His name figures on top because the list is alphabetical. But I won’t be surprised if many people, even in his home state, Odisha, ask Devdas who? But hum a couple of lyrics by him and you get the association. That is the tragedy of being a lyricist. The singer gets all the credit. The composer gets some of it. And the lyricist is rarely acknowledged. But it is not just as a lyricist that he excels. He is a distinguished civil servant, educationist, poet, and story teller. In association with Odisha’s most popular singer of all times, Late Akshaya Mohanty, he has created work, that has had the most lasting impact on the state’s popular culture post independence. He is both articulate and interesting—the kind of people that audience would love to listen to.
Arguably the most important living English poet in India, Mahapatra calls himself an Odia poet who happens to write in English. Yet critics call him “finest multicultural poet”. That old-fashioned ethos of poetry with extra modernist touches is exactly what makes his work more appreciated outside India than within the country. Not to have him once will remain as a permanent vacuum for JLF.
In an alphabetical list, it is a coincidence that the two of the most well-known Indian poets in English come one after another. While Mahapatra is the quintessential post modern experimentalist who wrote mostly on personal experiences, memories, nostalgia, and doubts, Paranjpe is a respected critic as well. In fact, many consider him to be, alongwith Arvind Krishna Mehrotra, the two most important poet-critics. Mehrotra was there in JLF 2012.
I am really surprised how Manoj Das has not yet attended JLF. At least, I did not find his name. Though he is versatile as a writer, his use of legends, fables, and myths and presenting them in a modern context to subtly but emphatically stress human values is an art by itself which has no parallel. A radical in his youth days who turned spiritual later, Das is exactly the kind of writer who would provide a balance in JLF which has got a little too much of literature of protest, identity, and conflict.
I hardly knew of Mary Kinzie but discovered about her work while doing some research on poetics. A full fledged session on poetics is a must at JLF and the author of A Poet’s Guide to Poetry can surely be the best to anchor it.
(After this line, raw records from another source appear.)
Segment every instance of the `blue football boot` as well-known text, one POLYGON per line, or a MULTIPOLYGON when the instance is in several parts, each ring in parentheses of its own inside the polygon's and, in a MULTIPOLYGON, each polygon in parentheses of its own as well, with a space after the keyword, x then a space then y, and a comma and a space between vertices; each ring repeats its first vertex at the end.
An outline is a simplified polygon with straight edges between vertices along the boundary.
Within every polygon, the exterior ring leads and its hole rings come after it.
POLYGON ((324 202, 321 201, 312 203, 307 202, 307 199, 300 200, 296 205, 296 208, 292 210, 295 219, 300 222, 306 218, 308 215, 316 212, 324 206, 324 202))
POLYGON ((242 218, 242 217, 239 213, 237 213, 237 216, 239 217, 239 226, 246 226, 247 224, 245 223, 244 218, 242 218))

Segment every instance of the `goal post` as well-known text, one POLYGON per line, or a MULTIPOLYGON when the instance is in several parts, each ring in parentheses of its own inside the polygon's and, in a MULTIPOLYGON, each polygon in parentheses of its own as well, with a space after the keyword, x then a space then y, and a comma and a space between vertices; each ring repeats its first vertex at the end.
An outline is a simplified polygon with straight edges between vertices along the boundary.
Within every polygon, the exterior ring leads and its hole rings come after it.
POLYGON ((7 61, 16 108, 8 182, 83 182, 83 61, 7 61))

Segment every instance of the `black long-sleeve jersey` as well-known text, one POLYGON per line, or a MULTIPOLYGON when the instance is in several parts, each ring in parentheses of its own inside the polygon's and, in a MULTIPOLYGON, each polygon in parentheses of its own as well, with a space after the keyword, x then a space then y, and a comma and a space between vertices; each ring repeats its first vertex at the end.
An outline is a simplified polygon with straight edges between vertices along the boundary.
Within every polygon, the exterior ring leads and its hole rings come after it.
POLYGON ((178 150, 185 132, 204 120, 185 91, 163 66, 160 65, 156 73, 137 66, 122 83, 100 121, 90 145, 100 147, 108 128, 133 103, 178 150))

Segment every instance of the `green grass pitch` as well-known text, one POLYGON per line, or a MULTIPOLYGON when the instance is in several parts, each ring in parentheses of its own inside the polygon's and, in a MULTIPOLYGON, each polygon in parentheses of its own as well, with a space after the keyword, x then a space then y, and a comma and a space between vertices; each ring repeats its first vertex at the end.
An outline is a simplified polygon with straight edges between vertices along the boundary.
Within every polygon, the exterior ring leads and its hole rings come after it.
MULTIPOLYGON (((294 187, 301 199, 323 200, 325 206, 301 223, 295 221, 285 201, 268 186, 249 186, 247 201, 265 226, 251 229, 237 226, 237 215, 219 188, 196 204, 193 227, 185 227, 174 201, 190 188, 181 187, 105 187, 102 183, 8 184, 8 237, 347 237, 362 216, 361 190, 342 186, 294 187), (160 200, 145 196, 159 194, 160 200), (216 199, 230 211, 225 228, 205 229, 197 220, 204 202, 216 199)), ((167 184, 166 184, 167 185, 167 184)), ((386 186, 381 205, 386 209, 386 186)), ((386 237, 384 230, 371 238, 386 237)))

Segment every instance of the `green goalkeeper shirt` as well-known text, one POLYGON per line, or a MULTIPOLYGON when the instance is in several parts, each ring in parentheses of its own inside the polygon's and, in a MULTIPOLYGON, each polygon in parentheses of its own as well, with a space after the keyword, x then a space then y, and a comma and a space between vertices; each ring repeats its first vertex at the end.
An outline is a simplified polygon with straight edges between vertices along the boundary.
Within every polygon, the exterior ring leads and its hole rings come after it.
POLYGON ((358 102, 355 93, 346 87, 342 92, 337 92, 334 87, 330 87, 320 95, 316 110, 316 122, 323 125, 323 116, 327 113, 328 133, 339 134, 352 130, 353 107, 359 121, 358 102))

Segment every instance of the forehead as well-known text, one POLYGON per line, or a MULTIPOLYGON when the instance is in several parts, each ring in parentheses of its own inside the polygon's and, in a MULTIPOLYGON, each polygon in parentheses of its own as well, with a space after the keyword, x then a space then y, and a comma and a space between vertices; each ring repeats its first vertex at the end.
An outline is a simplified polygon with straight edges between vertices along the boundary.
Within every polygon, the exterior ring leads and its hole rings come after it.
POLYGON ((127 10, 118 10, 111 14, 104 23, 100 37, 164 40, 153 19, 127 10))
If non-fiction is taken as literature, as it definitely is—in fact, there was a session in JLF 2012 called Journalism as Literature—then, one of the celebrity writers should be Micheal Lewis. Whether it is baseball or Wall Street madness, Silicon Valley of the 90s or the subprime crisis of the last decade, if you want to read the inside story, Michael Lewis is the man to turn to. I am sure an interview with him—and not a discussion in which is one among three/four panelists—would be great stuff for audience. Who knows, he may just decide his next book to be on JLF?
If we cannot have Tom Wolfe, let us have Boynton at least. The journalism professor and the author of New, New Journalism is the best person to analyze the art of non-fiction in America, about which, most of India knows very little—if it is not on globalization (war/international politics/IT/offshoring). Boynton will not just be able to talk about the craft but much about the kind of subjects that interests the current and past generations of American non-fiction writers and the role played by publications such as New Yorker or Rolling Stone.